Inner city schools do not get less of the funding. Property taxes only account for half of K-12 funding. Federal and state grants to inner city and rural schools account for the other half. Here in Maryland, for example, Baltimore spends about the same as Montgomery County, a wealthy DC suburb.
> When federal dollars are included, just five states are spending less in their poorest districts than in their wealthiest. Nationwide, the average disparity drops from 15 percent to less than 2 percent.
> Inner city schools do not get less of the funding.
These are all based on the public records, please consider why you stated that the funding is equal?
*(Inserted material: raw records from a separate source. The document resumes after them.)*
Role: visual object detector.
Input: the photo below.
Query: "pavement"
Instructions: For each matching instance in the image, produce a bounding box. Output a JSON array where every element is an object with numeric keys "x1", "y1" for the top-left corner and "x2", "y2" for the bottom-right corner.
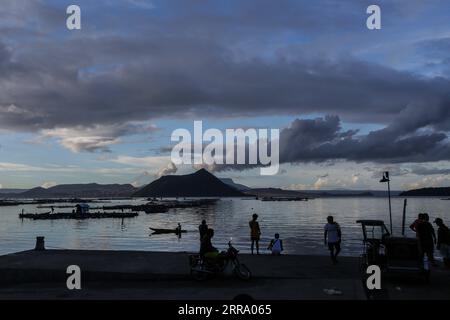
[{"x1": 0, "y1": 250, "x2": 450, "y2": 300}]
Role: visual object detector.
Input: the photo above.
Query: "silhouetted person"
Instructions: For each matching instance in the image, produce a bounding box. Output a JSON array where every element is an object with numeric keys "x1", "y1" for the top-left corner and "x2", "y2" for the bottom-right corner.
[
  {"x1": 200, "y1": 229, "x2": 219, "y2": 259},
  {"x1": 324, "y1": 216, "x2": 342, "y2": 264},
  {"x1": 416, "y1": 213, "x2": 436, "y2": 266},
  {"x1": 248, "y1": 213, "x2": 261, "y2": 254},
  {"x1": 434, "y1": 218, "x2": 450, "y2": 267},
  {"x1": 198, "y1": 220, "x2": 208, "y2": 242},
  {"x1": 267, "y1": 233, "x2": 283, "y2": 256}
]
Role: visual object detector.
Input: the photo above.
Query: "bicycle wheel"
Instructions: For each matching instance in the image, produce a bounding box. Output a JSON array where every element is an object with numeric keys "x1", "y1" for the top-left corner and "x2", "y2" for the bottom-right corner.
[
  {"x1": 191, "y1": 267, "x2": 208, "y2": 281},
  {"x1": 234, "y1": 264, "x2": 252, "y2": 280}
]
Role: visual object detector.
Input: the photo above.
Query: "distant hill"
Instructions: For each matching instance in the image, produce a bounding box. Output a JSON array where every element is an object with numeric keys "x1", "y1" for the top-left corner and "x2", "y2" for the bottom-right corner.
[
  {"x1": 400, "y1": 187, "x2": 450, "y2": 197},
  {"x1": 220, "y1": 178, "x2": 250, "y2": 191},
  {"x1": 134, "y1": 169, "x2": 245, "y2": 197},
  {"x1": 15, "y1": 183, "x2": 137, "y2": 198}
]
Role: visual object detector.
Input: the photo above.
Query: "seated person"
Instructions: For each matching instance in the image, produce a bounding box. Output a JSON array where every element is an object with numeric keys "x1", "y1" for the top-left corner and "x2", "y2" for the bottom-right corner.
[{"x1": 200, "y1": 229, "x2": 220, "y2": 260}]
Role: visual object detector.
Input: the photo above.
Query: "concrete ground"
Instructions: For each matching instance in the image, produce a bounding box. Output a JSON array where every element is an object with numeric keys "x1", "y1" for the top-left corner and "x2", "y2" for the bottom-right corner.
[{"x1": 0, "y1": 250, "x2": 450, "y2": 300}]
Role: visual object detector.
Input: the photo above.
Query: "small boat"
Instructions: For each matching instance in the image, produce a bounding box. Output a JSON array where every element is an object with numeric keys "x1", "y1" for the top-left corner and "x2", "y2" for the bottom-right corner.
[{"x1": 149, "y1": 227, "x2": 187, "y2": 234}]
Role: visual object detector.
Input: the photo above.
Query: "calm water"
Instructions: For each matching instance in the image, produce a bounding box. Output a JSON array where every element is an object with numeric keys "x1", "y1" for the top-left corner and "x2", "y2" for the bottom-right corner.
[{"x1": 0, "y1": 198, "x2": 450, "y2": 255}]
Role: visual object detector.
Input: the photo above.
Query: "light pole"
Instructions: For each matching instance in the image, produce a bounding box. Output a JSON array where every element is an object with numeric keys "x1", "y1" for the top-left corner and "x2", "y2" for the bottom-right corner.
[{"x1": 380, "y1": 171, "x2": 392, "y2": 235}]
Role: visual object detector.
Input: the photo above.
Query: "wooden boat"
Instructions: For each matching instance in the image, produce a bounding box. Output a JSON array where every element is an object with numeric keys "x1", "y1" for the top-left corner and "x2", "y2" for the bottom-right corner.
[
  {"x1": 19, "y1": 212, "x2": 138, "y2": 220},
  {"x1": 149, "y1": 227, "x2": 187, "y2": 234}
]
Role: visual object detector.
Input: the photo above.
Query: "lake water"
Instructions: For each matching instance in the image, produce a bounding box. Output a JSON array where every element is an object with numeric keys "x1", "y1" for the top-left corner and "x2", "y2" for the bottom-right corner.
[{"x1": 0, "y1": 198, "x2": 450, "y2": 256}]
Federal funding for education has also been less and less.
"Here is ti challenge this statistics: Data from the National Center for Education Statistics shows that high-poverty school districts spent 15.6 percent less than those in the group with the least poverty.
In Pennsylvania, that difference was 33 percent"
Federal Funding title 1 for Inner City Schools funding per student is quite low, averaging about $500 to $600 a year. 50% of public schools qualify for federal money and the 14 billion works out to much less than most people believe. It amounts to a 5% increase in funding for some schools.
My point is not race it is socioeconomic disparity at the school district level and Heritage wants to say school in districts favor the poorer schools. Poorer schools in School District isn't the problem it is school districts getting under funded.
Funding isn't the answer but why should my daughter or son have 9 gym classes a year (School doesn't have a gym, nor a library room, and certainly no art class room) She also gets 9 art classes and 9 Music classes a year.
They also don't get recess due to funding problems for monitors. My daughter in kindergarten got no recces from August till January. Though she had 2 hours of reading and 2 hours of math per day. http://www.macon.com/news/local/article28555831.html
As you can see in the WaPo article I linked, Pennsylvania is a huge outlier. Nationwide, including state and federal funding, poor districts get only 1.7% less than rich districts. In many states, like Maryland where I live, poor districts receive slightly more funding.
On average in USA poor inner city school receive 15% less. That's the actual numbers. Some states have a more fair funding system and than there is PA. BUT if you look at the bottom states in Education, Miss, WV, and VA they allocate less money to education. In PA a teacher makes about $42,000 first year and in WV you get $28,500.
> When federal dollars are included, just five states are spending less in their poorest districts than in their wealthiest. Nationwide, the average disparity drops from 15 percent to less than 2 percent
https://www.washingtonpost.com/news/local/wp/2015/03/12/in-2....
> When federal dollars are included, just five states are spending less in their poorest districts than in their wealthiest. Nationwide, the average disparity drops from 15 percent to less than 2 percent.